Türkçe | Français | English
Hasta tutsak Devrim Ayık’tan kamuoyuna çağrı: “Her şeyi telefonda anlatıp hasta isimleri söyleyemiyorum. Onlara daha kötü davranırlar.”
2019 yılından bu yana defalarca tutuklanan hasta tutsak Devrim Ayık, geçtiğimiz Ocak ayında tekrar tutuklandı. “Cezaevi koşullarında kalamayacağı” yönünde doktor raporunun bulunmasına rağmen tutuklanarak önce Edirne Cezaevi’nde tutulan Devrim Ayık, davasının İzmir’de görülüyor olmasına rağmen Eskişehir Cezaevine sürgün edildi.
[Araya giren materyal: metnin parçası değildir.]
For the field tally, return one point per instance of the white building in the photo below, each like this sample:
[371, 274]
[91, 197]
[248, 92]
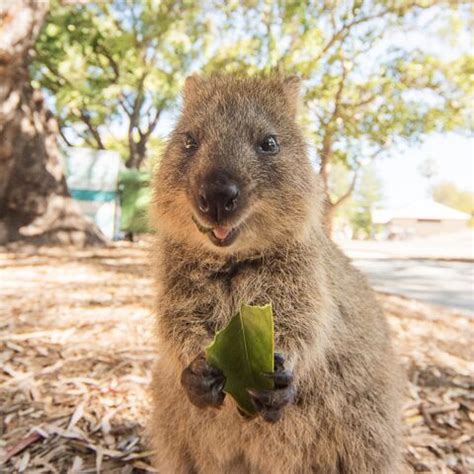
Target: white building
[421, 219]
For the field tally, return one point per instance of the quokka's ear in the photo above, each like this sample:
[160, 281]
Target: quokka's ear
[191, 88]
[292, 89]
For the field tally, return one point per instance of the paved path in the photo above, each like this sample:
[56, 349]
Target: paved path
[439, 282]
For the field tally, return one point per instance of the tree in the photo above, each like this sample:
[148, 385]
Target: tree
[107, 67]
[34, 201]
[365, 93]
[367, 194]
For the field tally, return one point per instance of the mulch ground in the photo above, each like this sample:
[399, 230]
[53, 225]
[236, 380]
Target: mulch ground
[76, 353]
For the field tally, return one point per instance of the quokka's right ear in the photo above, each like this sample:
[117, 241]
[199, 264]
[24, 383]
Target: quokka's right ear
[292, 89]
[192, 85]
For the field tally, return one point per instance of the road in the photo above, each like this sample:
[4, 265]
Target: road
[437, 270]
[448, 284]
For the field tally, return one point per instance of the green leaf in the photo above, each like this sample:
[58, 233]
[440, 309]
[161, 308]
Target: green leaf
[243, 350]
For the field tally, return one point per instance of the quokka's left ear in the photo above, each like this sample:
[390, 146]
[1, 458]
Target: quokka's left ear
[292, 90]
[192, 86]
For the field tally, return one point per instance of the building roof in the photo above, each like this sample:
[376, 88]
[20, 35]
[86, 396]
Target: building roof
[424, 209]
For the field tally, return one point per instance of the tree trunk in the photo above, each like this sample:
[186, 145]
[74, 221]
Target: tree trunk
[34, 201]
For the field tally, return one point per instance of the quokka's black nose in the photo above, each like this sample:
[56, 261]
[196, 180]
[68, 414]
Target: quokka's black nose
[218, 197]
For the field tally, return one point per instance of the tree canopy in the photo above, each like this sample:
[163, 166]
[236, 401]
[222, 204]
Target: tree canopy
[377, 73]
[113, 68]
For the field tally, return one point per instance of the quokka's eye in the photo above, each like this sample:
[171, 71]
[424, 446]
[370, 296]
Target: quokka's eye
[190, 143]
[269, 146]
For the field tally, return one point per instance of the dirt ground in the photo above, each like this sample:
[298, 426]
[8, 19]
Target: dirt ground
[76, 352]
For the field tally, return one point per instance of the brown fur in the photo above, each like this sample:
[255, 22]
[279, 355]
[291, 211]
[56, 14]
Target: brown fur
[327, 322]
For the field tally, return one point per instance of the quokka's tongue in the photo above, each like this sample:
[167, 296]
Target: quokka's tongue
[221, 232]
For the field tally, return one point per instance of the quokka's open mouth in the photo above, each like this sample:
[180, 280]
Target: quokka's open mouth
[221, 236]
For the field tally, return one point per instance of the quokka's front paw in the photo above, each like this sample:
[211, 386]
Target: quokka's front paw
[271, 403]
[203, 383]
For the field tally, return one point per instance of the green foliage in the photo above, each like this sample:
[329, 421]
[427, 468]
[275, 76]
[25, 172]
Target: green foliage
[356, 211]
[449, 194]
[376, 76]
[365, 92]
[110, 67]
[135, 197]
[243, 350]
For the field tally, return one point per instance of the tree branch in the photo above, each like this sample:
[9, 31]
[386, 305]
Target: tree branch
[92, 129]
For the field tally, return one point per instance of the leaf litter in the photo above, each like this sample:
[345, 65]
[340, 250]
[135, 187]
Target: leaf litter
[76, 357]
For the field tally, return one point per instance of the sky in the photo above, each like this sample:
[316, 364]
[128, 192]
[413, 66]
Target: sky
[453, 157]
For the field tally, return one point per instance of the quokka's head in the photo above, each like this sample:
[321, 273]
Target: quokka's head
[235, 176]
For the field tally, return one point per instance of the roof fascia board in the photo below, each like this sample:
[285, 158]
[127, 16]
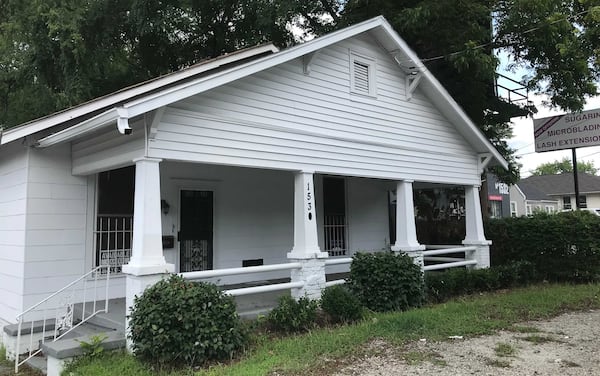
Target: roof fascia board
[90, 125]
[447, 98]
[12, 134]
[194, 87]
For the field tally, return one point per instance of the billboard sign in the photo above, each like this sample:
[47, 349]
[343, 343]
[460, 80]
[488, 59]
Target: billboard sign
[567, 131]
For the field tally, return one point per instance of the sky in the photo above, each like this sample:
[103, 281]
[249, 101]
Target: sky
[523, 140]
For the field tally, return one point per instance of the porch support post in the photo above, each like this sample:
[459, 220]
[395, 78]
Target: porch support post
[147, 264]
[306, 245]
[474, 228]
[406, 229]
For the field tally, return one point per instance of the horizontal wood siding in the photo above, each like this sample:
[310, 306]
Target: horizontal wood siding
[281, 118]
[56, 223]
[13, 204]
[108, 149]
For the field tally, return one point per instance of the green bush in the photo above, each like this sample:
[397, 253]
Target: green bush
[383, 281]
[443, 285]
[176, 322]
[291, 315]
[340, 304]
[563, 247]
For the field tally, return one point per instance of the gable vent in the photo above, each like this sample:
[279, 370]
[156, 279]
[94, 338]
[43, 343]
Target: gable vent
[362, 74]
[361, 77]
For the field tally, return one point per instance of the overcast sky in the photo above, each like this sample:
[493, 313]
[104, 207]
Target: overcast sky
[523, 131]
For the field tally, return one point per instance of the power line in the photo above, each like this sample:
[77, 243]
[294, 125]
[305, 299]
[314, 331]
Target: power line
[487, 44]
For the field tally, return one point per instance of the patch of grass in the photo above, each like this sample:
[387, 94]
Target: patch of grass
[499, 363]
[523, 329]
[302, 354]
[538, 339]
[505, 350]
[418, 357]
[7, 367]
[569, 363]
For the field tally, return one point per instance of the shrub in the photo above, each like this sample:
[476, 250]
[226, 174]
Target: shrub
[383, 281]
[340, 304]
[291, 315]
[180, 322]
[441, 286]
[562, 247]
Ağır Crohn hastalığı bulunan Devrim Ayık cezaevindeki keyfi uygulamaları ailesi ile telefonda yaptığı son görüşmede şöyle aktarıyor;
Kürtçe telefon ses kaydı / 1 Mayıs 2021
“Öncelikle 1 Mayıs İsçiler bayramı vesilesi ile tüm emekçi basın çalışanları ve insan hakları savunucularını selamlıyorum.
Bugün çok farklı bir durumdayız. İktidar güçleri her yönüyle halkı ezip kontrol altına almak istiyor. Bunun en açık yansımasını cezaevlerinde görüyoruz. Başta siyasi haklarımız olmak üzere tüm haklarımız gasp ediliyor. Türkiye hapishanelerinde yüzlerce binlerce arkadaşımız açlık grevindeler.
Cezaevlerindeki sorunlarımız üzerine bir kaç şey söyleyeceğim.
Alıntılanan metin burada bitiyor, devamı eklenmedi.